The Ghost’s most standout feature is its dual-strut super-cavitating pontoons, or nacelles, that are known, technically, as a Small Waterplane-Area Twin-Hull, or SWATH for short. Control at high speed is achieved by using a series of gyro-stabilization and over 20 underwater control surfaces to maximize the craft’s agility.
This is all computer-controlled in much the same way that electronic control systems are used to prevent cars from slipping on the road at high speed. This enables microsecond calculations and corrections to be made without the need for human input.
The vessel is also capable of operating in wave heights of up to 2.4 m, 8 foot.

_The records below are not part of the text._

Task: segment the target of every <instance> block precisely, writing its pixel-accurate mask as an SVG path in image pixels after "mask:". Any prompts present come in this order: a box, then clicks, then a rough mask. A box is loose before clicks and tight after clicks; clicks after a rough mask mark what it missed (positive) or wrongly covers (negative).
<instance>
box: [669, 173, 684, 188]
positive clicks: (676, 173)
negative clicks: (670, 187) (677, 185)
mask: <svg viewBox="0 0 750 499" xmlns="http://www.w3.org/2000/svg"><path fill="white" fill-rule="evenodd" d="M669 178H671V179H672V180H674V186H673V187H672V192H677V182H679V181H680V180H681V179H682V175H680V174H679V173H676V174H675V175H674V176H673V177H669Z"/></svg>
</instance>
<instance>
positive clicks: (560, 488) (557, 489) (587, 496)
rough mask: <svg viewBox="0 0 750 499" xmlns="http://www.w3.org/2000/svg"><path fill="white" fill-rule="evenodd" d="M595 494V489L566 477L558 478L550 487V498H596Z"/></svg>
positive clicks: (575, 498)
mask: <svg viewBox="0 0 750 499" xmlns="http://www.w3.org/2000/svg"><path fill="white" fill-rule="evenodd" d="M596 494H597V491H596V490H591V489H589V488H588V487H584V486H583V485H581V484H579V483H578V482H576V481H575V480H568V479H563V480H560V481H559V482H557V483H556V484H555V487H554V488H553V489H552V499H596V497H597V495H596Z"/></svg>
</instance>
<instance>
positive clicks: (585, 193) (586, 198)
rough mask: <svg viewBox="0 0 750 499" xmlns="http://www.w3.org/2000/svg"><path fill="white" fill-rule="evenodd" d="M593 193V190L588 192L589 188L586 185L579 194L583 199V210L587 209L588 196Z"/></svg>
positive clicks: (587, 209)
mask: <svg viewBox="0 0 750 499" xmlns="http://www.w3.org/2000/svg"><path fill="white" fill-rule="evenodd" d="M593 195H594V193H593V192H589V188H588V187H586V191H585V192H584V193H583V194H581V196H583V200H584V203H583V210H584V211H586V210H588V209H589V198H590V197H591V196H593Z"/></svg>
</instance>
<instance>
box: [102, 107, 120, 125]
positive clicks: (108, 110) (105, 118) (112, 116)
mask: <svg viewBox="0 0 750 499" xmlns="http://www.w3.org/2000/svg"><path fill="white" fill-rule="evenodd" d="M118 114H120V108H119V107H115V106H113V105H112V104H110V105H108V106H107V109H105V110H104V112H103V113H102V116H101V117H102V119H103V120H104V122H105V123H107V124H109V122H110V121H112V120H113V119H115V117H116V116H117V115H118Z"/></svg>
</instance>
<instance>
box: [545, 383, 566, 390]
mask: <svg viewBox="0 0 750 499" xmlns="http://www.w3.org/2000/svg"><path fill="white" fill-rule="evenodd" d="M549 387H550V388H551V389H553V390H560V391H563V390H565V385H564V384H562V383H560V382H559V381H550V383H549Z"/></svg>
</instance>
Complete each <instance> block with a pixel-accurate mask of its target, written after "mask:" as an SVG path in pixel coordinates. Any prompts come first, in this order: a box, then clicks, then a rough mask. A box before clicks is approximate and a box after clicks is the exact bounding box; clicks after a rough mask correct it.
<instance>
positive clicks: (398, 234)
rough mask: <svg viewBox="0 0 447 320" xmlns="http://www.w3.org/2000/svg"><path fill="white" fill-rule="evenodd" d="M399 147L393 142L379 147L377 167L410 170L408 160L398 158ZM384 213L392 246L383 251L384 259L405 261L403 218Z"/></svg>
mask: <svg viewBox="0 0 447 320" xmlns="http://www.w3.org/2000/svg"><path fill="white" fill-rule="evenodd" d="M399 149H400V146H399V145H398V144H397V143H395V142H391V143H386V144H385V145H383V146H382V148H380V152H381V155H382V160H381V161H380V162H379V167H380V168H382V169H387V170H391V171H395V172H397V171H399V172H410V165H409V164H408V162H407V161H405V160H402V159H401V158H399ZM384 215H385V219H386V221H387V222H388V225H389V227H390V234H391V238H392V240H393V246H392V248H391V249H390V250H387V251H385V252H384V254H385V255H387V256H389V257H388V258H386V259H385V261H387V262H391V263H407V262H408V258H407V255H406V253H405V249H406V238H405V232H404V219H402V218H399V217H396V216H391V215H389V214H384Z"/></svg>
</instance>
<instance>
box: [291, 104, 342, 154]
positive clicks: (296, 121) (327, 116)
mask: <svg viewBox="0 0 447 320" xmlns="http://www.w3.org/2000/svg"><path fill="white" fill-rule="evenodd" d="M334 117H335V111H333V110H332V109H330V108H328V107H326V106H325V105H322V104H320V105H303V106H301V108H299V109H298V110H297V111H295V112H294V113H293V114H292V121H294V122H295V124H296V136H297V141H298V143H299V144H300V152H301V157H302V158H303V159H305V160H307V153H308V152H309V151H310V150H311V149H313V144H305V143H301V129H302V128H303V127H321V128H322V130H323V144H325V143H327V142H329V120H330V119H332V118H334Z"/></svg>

When traveling at less than 8 knots, the ship sits in the water up to its centerline, with its two 3.7 m, 12 foot, struts submerged, parallel to the water’s surface. As the craft accelerates above 8 knots, the hull can be lifted out of the water by bringing the two struts closer together.
This, along with its super-cavitation technology, which is explained in the video, enables the Ghost to skim over the water’s surface. Her hull is constructed using aluminium and stainless steel, making her particularly lightweight and corrosion-resistant.
The angular shape of the hull is inspired, in part, by stealth capable aircraft like the veteran Lockheed F-117A Nighthawk stealth fighter. This makes the vessel virtually invisible to radar detection.
A central cargo hold can be used to carry either cargo, weapons, or passengers which can be loaded and unloaded using a single hull door.
Propulsion is provided using a pair of 1,342 kW (1,800 horsepower) gas-powered turboshaft engines incorporated at the end of each of the boat’s struts. Future models may replace these engines with a pair of General Electric T700 turboshaft engines.
The location of the boat’s engines, fuel, and most of its computer systems in its nacelles also offer the vessel some added protection, as they are mostly protected by the water around them.
The boat is expected to take on some similar duties to attack helicopters, by intercepting illegal shipments and incoming small attack vessels, once equipped with the right weapons and other technologies required for such roles.
For example, it is envisaged that she could be equipped with 20 mm cannons for anti-surface warfare, or rockets like the BGM-176B Griffin missiles, or Advanced Precision Kill Weapon System rockets. Rocket exhausts could be vented into the water column through the struts, dramatically reducing the vessel’s heat signature in combat, too.
The vessel could also be equipped with a variety of electro-optical sensors, radar, sonobuoy launch tubes, sonar, and fore/aft torpedo tubes. It could also, conceivably, be equipped with a towing boom for mine-hunting sonars using systems like the Raytheon AN./ADQ-20A.